A: The intention of this studio is for yoga to be relatable and accessible. All levels, all ages, all walks of life are welcomed. There are classes for kids; for people who enjoy physical challenges; for people who prefer restorative yoga; for people who enjoy spiritual upliftment; for people who need deep relaxation. Whatever the class, the focus is on intelligent sequencing, detailed alignment, core activation, breathing techniques and meditation. The purpose throughout is to promote physical and mental well-being.
Q: Speaking about well-being, I read somewhere that your approach is based on something called yoga therapy. What is that?

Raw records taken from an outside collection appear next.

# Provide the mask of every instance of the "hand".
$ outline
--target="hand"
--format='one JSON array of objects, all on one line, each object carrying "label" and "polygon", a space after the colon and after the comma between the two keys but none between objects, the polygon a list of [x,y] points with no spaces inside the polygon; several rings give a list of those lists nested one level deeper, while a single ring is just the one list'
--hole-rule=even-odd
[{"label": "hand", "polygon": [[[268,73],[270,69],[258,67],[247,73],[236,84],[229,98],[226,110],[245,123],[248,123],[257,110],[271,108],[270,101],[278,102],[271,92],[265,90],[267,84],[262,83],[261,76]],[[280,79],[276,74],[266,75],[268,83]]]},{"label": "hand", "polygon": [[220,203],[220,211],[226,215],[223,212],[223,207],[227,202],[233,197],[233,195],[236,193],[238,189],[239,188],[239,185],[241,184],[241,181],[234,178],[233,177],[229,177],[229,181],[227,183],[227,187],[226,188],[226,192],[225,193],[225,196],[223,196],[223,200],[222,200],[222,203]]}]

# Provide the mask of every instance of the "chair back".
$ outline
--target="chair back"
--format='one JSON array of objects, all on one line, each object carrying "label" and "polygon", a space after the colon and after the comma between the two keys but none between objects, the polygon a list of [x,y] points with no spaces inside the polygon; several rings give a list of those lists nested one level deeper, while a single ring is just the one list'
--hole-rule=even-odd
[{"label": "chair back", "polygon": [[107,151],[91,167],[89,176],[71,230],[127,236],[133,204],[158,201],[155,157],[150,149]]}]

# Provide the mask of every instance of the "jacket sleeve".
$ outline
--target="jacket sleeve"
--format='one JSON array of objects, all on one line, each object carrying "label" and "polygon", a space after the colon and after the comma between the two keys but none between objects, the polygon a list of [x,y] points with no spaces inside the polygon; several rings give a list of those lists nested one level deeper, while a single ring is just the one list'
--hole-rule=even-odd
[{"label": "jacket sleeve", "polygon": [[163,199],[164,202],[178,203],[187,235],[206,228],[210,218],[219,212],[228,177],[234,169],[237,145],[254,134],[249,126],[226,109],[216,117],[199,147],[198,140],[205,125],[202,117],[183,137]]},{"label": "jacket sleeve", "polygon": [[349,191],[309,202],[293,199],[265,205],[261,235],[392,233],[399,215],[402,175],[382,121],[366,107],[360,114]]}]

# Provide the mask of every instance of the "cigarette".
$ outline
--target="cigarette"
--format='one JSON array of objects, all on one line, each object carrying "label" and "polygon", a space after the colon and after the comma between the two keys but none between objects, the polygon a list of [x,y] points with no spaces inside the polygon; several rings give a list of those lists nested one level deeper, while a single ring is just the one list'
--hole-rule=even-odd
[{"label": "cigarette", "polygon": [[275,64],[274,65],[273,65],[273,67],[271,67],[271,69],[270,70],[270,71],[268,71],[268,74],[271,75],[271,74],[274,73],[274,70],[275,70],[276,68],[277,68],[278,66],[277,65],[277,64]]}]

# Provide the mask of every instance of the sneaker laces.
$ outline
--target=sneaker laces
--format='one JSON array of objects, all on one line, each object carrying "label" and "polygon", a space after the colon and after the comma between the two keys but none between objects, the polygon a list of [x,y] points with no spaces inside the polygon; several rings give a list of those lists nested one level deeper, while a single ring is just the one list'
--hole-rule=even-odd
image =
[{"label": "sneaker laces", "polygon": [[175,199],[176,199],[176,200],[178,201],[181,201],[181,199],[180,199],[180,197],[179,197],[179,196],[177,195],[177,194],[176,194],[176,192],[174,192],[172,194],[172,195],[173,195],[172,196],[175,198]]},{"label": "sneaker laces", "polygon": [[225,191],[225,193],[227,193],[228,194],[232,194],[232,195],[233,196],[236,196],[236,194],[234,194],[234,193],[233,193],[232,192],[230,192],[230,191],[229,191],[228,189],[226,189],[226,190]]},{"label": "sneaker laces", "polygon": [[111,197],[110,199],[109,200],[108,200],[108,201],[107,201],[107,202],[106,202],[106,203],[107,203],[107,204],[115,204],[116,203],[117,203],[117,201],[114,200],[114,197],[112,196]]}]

A: Yoga is a means of harmonizing our various systems (digestive; nervous; respiratory, endocrine; lymphatic; circulatory; muscular; etc) as well as our mind; vitality; and intellectual and emotional states, in order to elevate wellbeing and awareness and to release dormant energy and uncover latent potential.
Yoga therapy does all of this, but takes an individualized approach, ‘prescribing’ personalized yoga programmes to attain the state of equilibrium and optimal health. Various time-proved methods (postures; breathing techniques; meditation; conscious relaxation, etc.) are recommended and taught to stimulate; regulate and harmonise body, mind and spirit.
Q: Sounds like something we all need! But what drew you to yoga in the first place?
A: I have always been drawn to experiences and learning that dawn new perspectives. Freeflying, a discipline of skydiving, taught me how our perceptions of time / space are truly relative and that in just 30 seconds one can experience an entire journey with wondrous epiphanies. It was at the drop zone that I first discovered yoga, as in order to hold the vertical positions and transitions yoga was needed for coordination, balance, strength, focus, steadiness and ease.
I have also always been fascinated about our potential to self-heal. In 2007 I attended the university Yoga Vidya Gurukul in India to study yoga in the hope of discovering how to also heal a particular digestive ailment that I’d struggled with for many years. I found the answer to that, and so much more. That 250hr yoga teacher training course, under the guidance of Dr Vishwas Mandlik who taught how a plethora of illnesses, disorders and ailments can be eased or alleviated altogether through yogic practices, led me to return to India some years later to study and obtain a 250hr Diploma in Yoga Therapy in 2017.
Q: So what else has been necessary then to reach this point in your career and yoga journey?
A: In between my two study trips to India, I also attended the 200hr Yoga Teacher Training and Advanced Teacher Training at The Shala, along with a mentorship program with renowned yoga teacher Tamsin Sheehy, and an Anatomy and Physiology course with Jim Harrington right back here in South Africa. I have practised and taught yoga for many years, and also volunteered at various organisations. With the help of FOSCHA, 2017, I started a support programme for the caregivers and doctors at the Red Cross Childrens Hospital, offering weekly therapeutic yoga lessons. I now also find myself so grateful and inspired to teach daily at the most magnificent studio in Cape Town, thanks to Andrew and Paul Rothschild owners of BUC Fitness Club, 3rd floor of The Point.